Dave L
I was Annie’s partner for 31 years and for both of us every one of those years was filled with life, its joys, and its challenges. It was never boring. Our mutual love of the written word brought us together and rarely a day passed without my reading something out loud to Annie. Despite a series of seemingly unrelated health issues throughout her life, when we began our relationship, her life was filled with activity, cycling, walking the dog, and a social life that I found challenging. She was a well-known massage therapist with a client list that contained many household names. All that began to unravel when, about three years into our relationship, she began to experience pain and fatigue that had no definable cause. Annie’s own research led her to suspect fibromyalgia and chronic fatigue, but at that time the medical system had no clear diagnostic criteria for these conditions and it took two more years for the diagnoses to become official. By 1995, Annie had been forced to stop working and had begun to curtail many of her other activities.

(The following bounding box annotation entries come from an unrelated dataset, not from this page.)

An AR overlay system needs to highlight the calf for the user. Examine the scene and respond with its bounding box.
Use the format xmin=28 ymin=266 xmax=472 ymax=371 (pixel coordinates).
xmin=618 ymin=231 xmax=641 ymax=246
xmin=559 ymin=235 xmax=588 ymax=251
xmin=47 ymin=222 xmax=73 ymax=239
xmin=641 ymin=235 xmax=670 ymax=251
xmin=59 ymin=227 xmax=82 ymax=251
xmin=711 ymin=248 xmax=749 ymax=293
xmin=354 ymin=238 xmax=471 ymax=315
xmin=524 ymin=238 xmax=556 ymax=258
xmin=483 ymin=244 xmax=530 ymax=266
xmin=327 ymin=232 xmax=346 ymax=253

In the early years her pain was episodic, sometimes with no apparent cause, sometimes with definable triggers. Almost from the beginning, Ann found the pain could only be managed by severely restricting her activity and she was eventually forced to seek relief from opioid pain medication. From its onset the pain was at times severe enough for her to voice the desire to end her own life if it became much worse.
Between 1995 and 2010, there was a gradual decline in her ability to live a ‘normal life’ and by 2010 she had to give up her favourite activity, walking the dog. The inability to exercise led to other painful conditions, severe arthritis in one hip and spinal stenosis. She developed diabetes, which would lead to neuropathy that, in the last three years of her life, became one of the dominant sources of pain. By 2014, she was 80% bedbound. By 2016 she was unable to negotiate the stairs, and by 2017 she couldn’t take a bath. In 2019, she was having difficulty in making it to the bathroom on her own, and in that year,she applied for MAID for the first time and was refused on the grounds of not foreseeable death.
In July of 2021, she attempted to take her own life. When this failed, she was persuaded to apply for MAID again and was successful in being granted Track 1.
For various reasons, Annie’s journey through MAID took longer than she would have liked, about two months between acceptance and her death. Two notable things happened; immediately after she was accepted, her pain became worse, and her energy level became much higher. As her full-time caregiver, thanks to COVID, this had far bigger impact on me than I anticipated or even noticed at the time. Even with the help of Emily, our loving friend and caregiver, caregiving at this level depends on a fine balance between the needs of the person being cared for and the energy available to the caregiver. The increased pain required more caregiving, and the extra energy meant less rest, a combination that we could have dealt with better had we seen it coming.
Knowing, without fear, when and how you are going to die is a rare gift given to few people and this experience gave us both deep insights into how misunderstood and how poorly death is handled in this world. “Death is so ordinary,” Annie said, in the middle of some routine caregiving, and she was right. We all die, but we push it away until the last minute and then it is too late to do the things that should be done and say the things that should be said. Annie spent those two months assembling packages of photographs, old letters, and possessions she wanted her friends and relations to have. She shared her journey in many conversations. “Who else gets to attend their own memorial service and hear all those nice things people say about you?”
On her last full day, Annie woke at 8 a.m., without pain and full of energy. It was the best day together we had had in many years, a beautiful sunny afternoon on the deck, reflecting, reading poetry, laughing. In the evening we sat in her window and watched the harvest moon. At midnight she sent me to bed so she could make some phone calls.
The next morning, she woke early, still out of pain, but with less energy. The MAID process was due to start at 1 p.m. and while I prepared her room, she lay in my bed. When I was done, I joined her and joked about a note I’d found that said, “When I’m gone, the drains need bleach.” There was so much ease and love lying together for the last time.
When the time came, the MAID provider asked Annie again if she wanted to die and without hesitation she answered, “Yes!” As I held her hand and looked into her eyes, her joy at finally being free of the pain that had held her in its grip for many years was so apparent. In her final moments of consciousness, her last words were, “I love you. Don’t forget the bleach.”
We offer deep gratitude to the caring support of the MAID providers who helped us on this journey and for the loving support of family and friends.
Afterword: Unshackled from the body, Annie’s spirit is still with us. A week after her death I received the first of several cards expressing her love and reminding me of the things I must do. On Hallowe’en, Annie’s favourite celebration, one of her friends organized a pumpkin parade and dressed in costume we placed jack-o-lanterns on her grave. Who knows what next year will bring?